Karmanos Cancer Institute, Wayne State University Detroit, MI, USA.
Am J Transl Res. 2010 Jul 23;2(4):402-11.
3, 3'-diindolylmethane (DIM) modulates estrogen metabolism and acts as an anti-androgen which down-regulates the androgen receptor and prostate specific antigen (PSA). We conducted a dose-escalation, phase I study of BioResponse (BR)-DIM with objectives to determine the maximum tolerated dose (MTD), toxicity profile, and phar-macokinetics (PK) of BR-DIM, and to assess its effects on serum PSA and quality of life (QoL).
Cohorts of 3-6 patients received escalating doses of twice daily oral BR-DIM providing DIM at 75 mg, then 150 mg, 225 mg, and 300 mg. Toxicity was evaluated monthly. Serum PSA and QoL were measured at baseline, monthly during treatment, and at end of study.
12 patients with castrate-resistant, non-metastatic, PSA relapse prostate cancer were treated over 4 dose cohorts; 2 patients (at 150 mg and 225 mg, respectively) underwent intra-patient dose escalation, by one dose level. After oral administration of the first dose of BR-DIM, the plasma exposure to DIM appeared dose proportional at doses ranging from 75 to 300 mg, with the mean C(max) and mean AUC(last) increasing from 41.6 to 236.4 ng/ml and from 192.0 to 899.0 ng/ml*h, respectively. Continued relatively stable systemic exposure to DIM was achieved following twice daily oral administration of BR-DIM. Minimal toxicity was observed. Two of the four patients treated at 300 mg had grade 3 asymptomatic hyponatremia (AH) discovered on routine blood work. The other 2 patients at this dose had no AH. Therefore, the maximum tolerated dose (MTD) was deemed to be 300 mgand the recommended phase II dose (RP2D) of BR-DIM was 225 mg twice daily. One patient without AH at 225 mg experienced a 50% PSA decline. One patient with BR-DIM dose of 225 mg had PSA stabilization. The other 10 patients had an initial deceleration of their PSA rise (decrease in slope), but eventually progressed based on continual PSA rise or evidence of metastatic disease. Ten patients completed monthly QoL reports for a mean of 6 months (range: 1-13). QoL measures emotional functioning may have held up somewhat better over time than their physical functioning.
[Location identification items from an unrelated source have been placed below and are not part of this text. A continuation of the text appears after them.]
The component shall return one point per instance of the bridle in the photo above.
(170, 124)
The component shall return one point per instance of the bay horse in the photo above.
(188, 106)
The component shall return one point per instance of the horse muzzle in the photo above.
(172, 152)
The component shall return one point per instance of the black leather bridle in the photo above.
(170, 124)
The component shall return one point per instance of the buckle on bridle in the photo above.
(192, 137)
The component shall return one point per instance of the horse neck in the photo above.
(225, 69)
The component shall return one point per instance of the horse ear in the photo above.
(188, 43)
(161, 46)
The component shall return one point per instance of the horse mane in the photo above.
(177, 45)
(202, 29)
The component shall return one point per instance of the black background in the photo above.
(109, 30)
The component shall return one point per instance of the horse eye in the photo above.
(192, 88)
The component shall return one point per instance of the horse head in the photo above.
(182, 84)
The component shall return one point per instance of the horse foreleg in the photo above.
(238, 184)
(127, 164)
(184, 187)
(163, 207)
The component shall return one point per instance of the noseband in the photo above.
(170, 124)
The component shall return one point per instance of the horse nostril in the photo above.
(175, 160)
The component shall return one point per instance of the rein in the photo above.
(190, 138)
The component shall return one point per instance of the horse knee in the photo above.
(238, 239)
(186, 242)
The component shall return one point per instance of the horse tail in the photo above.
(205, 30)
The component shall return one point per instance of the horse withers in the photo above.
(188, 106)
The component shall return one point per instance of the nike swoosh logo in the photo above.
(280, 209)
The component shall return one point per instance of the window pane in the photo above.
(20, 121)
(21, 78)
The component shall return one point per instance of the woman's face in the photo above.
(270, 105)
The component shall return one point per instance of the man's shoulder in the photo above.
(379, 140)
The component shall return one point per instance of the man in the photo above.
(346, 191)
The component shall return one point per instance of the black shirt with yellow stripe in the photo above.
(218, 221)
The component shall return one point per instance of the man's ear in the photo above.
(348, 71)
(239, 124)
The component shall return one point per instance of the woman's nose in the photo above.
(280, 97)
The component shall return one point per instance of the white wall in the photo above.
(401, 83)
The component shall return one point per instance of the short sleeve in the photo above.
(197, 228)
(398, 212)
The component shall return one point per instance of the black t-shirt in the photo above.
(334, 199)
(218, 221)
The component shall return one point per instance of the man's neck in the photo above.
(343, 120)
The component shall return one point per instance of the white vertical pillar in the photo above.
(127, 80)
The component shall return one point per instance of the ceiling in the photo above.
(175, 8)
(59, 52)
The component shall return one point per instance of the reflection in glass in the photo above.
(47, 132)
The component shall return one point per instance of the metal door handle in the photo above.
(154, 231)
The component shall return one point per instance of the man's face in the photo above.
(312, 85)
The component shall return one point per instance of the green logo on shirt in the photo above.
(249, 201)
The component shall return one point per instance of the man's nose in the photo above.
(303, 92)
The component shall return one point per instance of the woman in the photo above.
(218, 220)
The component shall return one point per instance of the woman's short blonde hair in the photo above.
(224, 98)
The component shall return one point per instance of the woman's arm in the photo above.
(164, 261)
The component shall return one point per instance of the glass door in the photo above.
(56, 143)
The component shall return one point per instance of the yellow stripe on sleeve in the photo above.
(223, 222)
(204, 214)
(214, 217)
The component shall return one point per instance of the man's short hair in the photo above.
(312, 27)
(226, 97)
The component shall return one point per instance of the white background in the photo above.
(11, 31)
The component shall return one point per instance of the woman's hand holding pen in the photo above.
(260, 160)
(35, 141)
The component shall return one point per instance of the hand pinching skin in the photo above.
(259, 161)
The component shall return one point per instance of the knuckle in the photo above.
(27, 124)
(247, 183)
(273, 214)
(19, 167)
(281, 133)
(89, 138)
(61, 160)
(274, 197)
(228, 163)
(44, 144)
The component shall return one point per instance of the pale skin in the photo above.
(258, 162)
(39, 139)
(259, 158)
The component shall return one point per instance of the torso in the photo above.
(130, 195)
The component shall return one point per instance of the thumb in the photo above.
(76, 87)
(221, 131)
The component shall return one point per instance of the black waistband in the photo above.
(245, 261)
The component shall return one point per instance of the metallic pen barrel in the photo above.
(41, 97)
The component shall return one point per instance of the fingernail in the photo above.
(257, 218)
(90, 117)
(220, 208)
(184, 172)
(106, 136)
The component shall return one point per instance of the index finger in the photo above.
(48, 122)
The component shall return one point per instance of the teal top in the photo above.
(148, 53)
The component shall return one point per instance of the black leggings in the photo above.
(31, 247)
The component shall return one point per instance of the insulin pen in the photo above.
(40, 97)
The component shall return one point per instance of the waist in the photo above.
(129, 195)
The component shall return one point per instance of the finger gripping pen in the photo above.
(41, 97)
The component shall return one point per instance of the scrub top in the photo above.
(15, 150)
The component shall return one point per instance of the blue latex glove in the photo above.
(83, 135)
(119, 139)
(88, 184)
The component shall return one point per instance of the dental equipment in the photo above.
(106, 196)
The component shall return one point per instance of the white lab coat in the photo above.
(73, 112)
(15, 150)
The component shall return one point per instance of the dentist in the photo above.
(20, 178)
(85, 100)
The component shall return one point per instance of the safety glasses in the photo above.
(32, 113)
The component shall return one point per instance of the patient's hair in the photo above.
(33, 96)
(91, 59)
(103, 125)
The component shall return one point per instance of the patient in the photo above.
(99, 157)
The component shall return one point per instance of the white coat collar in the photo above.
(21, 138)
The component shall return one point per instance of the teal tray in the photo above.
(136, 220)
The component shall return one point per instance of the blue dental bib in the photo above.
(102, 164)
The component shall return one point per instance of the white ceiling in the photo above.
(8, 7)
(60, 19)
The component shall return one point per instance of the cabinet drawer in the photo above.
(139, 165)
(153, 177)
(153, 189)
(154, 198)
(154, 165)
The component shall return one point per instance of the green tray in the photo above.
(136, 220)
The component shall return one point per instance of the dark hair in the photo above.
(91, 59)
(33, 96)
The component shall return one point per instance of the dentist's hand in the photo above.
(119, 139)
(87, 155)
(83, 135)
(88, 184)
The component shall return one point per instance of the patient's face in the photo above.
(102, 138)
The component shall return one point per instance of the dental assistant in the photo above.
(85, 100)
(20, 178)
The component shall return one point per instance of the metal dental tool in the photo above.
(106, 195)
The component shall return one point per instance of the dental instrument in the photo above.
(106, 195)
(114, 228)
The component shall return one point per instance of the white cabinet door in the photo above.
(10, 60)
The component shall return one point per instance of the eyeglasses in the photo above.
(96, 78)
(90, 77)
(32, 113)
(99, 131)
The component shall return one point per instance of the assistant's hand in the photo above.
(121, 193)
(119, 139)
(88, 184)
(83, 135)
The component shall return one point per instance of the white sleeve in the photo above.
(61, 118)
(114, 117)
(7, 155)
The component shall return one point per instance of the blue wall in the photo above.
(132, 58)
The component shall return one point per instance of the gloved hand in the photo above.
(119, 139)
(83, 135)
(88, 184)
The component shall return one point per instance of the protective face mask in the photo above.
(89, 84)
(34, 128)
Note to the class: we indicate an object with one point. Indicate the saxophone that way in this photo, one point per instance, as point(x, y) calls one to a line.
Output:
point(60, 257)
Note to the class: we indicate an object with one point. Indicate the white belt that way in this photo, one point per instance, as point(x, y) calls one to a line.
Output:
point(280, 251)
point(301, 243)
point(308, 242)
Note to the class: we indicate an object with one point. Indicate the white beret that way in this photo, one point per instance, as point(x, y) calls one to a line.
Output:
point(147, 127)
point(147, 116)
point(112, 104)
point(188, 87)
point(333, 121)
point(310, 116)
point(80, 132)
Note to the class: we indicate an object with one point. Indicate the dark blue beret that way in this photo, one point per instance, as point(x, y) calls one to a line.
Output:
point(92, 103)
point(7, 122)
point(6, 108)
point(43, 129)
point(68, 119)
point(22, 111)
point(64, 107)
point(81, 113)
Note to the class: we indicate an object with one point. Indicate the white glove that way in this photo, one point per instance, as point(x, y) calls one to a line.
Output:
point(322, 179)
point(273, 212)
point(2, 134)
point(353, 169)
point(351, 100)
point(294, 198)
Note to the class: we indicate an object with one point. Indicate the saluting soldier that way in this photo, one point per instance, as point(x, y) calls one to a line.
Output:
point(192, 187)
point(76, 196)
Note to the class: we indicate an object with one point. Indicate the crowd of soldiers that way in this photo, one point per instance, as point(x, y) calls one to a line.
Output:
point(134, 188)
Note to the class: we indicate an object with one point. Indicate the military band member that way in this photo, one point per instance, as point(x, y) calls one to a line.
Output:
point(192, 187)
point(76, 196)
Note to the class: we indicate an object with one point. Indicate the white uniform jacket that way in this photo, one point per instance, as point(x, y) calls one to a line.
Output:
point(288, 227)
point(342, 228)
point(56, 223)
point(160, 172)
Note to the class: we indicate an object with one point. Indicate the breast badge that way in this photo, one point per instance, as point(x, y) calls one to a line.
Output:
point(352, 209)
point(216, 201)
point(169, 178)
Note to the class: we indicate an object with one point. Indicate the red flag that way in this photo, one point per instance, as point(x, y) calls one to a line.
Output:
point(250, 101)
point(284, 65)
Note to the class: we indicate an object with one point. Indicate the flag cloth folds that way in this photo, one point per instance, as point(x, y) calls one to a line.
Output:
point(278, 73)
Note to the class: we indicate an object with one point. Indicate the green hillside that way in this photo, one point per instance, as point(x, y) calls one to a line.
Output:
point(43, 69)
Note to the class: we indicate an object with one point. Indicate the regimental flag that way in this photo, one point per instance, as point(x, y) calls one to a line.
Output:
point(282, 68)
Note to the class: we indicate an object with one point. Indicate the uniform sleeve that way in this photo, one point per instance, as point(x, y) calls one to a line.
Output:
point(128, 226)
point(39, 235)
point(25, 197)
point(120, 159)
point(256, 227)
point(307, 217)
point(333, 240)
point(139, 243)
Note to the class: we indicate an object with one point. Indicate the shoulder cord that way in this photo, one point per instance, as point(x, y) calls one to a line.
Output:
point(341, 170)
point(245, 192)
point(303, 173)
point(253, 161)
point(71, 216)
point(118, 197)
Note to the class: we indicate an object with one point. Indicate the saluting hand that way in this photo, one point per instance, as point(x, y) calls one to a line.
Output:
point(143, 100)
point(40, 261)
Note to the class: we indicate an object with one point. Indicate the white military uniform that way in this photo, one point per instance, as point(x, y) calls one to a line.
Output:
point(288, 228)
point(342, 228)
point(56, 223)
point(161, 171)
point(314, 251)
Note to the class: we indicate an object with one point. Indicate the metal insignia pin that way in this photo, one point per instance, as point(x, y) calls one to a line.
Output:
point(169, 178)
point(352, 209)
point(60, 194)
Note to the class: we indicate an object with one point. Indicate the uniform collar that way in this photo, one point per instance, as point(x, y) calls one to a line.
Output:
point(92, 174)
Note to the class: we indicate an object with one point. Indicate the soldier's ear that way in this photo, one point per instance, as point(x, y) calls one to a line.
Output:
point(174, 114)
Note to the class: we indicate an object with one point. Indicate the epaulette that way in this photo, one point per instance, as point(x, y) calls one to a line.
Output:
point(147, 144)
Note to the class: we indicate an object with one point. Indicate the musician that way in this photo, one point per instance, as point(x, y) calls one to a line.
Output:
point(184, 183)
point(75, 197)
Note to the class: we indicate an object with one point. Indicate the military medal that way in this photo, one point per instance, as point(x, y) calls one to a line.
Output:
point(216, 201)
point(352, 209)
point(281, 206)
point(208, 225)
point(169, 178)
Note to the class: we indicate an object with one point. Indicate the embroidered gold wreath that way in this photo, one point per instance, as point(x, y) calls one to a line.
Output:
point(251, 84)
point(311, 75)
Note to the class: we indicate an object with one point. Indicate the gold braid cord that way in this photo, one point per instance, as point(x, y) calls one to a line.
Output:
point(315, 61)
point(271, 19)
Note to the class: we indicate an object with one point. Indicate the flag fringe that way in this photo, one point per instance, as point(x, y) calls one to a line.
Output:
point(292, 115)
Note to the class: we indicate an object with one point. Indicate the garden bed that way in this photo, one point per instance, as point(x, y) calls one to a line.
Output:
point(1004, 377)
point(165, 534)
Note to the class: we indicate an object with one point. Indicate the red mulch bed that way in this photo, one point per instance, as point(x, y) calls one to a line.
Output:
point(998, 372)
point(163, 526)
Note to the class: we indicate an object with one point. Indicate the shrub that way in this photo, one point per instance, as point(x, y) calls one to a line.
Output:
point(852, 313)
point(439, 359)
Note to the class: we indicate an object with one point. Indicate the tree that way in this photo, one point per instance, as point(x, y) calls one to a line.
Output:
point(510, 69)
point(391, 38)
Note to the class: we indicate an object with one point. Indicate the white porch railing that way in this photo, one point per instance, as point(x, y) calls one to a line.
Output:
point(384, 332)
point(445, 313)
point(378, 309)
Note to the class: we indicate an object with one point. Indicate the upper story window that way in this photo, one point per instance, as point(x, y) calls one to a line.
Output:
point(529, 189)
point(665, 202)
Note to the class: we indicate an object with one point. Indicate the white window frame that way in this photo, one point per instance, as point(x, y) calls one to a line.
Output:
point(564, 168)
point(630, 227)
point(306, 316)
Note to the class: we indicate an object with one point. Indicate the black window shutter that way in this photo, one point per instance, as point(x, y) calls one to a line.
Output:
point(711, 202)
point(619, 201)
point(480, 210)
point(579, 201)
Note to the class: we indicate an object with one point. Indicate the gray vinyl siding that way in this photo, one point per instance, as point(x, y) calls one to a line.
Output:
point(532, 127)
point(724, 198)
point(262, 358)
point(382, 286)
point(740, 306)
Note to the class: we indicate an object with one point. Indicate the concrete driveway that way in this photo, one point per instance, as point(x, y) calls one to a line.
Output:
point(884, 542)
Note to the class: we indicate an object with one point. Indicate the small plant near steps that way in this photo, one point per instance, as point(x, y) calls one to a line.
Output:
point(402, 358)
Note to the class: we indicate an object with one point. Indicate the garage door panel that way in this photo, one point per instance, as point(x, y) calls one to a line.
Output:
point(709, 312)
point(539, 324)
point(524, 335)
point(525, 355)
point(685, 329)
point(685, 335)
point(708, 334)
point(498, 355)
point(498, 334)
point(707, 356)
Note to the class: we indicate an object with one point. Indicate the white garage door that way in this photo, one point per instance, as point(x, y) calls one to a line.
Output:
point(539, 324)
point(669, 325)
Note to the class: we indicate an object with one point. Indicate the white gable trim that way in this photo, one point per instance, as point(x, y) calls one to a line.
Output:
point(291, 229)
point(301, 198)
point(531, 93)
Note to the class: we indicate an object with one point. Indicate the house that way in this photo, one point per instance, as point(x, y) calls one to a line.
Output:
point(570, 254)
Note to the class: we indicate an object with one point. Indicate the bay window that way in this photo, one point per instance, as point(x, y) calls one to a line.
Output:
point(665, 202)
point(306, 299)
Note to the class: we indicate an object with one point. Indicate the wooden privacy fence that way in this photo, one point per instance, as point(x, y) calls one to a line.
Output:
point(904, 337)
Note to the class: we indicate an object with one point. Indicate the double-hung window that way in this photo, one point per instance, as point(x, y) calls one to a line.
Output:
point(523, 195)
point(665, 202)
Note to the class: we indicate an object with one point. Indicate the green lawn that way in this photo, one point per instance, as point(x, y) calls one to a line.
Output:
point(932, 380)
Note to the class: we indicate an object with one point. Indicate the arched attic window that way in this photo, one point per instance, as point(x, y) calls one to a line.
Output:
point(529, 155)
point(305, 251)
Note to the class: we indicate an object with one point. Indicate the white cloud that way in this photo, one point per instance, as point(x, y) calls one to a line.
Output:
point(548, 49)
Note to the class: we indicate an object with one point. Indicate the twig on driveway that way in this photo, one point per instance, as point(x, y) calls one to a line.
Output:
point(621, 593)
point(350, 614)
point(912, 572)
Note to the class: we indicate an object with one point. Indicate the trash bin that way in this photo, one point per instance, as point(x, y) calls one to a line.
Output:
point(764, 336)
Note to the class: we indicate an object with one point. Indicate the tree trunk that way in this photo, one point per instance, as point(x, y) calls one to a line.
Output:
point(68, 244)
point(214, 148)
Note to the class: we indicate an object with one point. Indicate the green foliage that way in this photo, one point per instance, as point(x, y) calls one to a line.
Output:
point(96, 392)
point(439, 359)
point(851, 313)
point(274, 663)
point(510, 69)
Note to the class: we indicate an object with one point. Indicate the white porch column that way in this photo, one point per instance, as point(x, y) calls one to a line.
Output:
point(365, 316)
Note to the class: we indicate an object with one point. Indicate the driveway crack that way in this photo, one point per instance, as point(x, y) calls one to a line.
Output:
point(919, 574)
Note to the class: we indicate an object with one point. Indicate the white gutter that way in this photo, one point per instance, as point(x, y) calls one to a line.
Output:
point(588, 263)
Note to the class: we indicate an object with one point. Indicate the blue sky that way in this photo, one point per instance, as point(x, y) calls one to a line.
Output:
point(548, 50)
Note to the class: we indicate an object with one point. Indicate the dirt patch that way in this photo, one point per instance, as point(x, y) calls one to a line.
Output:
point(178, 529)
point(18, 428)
BR-DIM was well tolerated. Increasing systemic exposure to DIM was achieved with the increase of BR-DIM dose. Modest efficacy was demonstrated. Patients' QoL varied over time with length of treatment. Phase II studies are recommended at the dose of 225 mg orally twice daily.
确定最大耐受剂量(MTD)、毒性谱和生物反应(BR)-DIM 的药代动力学(PK),并评估其对血清 PSA 和生活质量(QoL)的影响。
每 3-6 名患者一组接受每日两次口服 BR-DIM 的递增剂量,提供 75mg、150mg、225mg 和 300mg 的 DIM。每月评估毒性。在基线、治疗期间每月和研究结束时测量血清 PSA 和 QoL。
12 名接受去势抵抗、非转移性、PSA 复发前列腺癌治疗的患者接受了 4 个剂量组;2 名患者(分别在 150mg 和 225mg 时)通过一个剂量水平进行了患者内剂量递增。口服 BR-DIM 首剂量后,在 75 至 300mg 剂量范围内,DIM 的血浆暴露量呈剂量比例关系,平均 C(max)和平均 AUC(last)分别从 41.6ng/ml 增加到 236.4ng/ml,从 192.0ng/mlh 增加到 899.0ng/mlh。每日两次口服 BR-DIM 可实现对 DIM 的相对稳定的全身暴露。观察到最小的毒性。4 名接受 300mg 治疗的患者中有 2 名出现无症状性低钠血症(AH),在常规血液检查中发现。另外 2 名接受该剂量的患者没有 AH。因此,最大耐受剂量(MTD)被认为是 300mg,BR-DIM 的推荐 II 期剂量(RP2D)为 225mg,每日两次。1 名在 225mg 时没有 AH 的患者 PSA 下降 50%。1 名接受 225mg BR-DIM 的患者 PSA 稳定。另外 10 名患者的 PSA 上升速度最初减慢(斜率下降),但最终根据 PSA 持续上升或转移性疾病的证据进展。10 名患者完成了平均 6 个月(范围:1-13)的每月 QoL 报告。随着治疗时间的延长,衡量情感功能的 QoL 指标可能保持得更好。
BR-DIM 耐受性良好。随着 BR-DIM 剂量的增加,实现了对 DIM 的系统暴露增加。显示出适度的疗效。患者的 QoL 随治疗时间的变化而变化。建议在口服 225mg 每日两次的剂量下进行 II 期研究。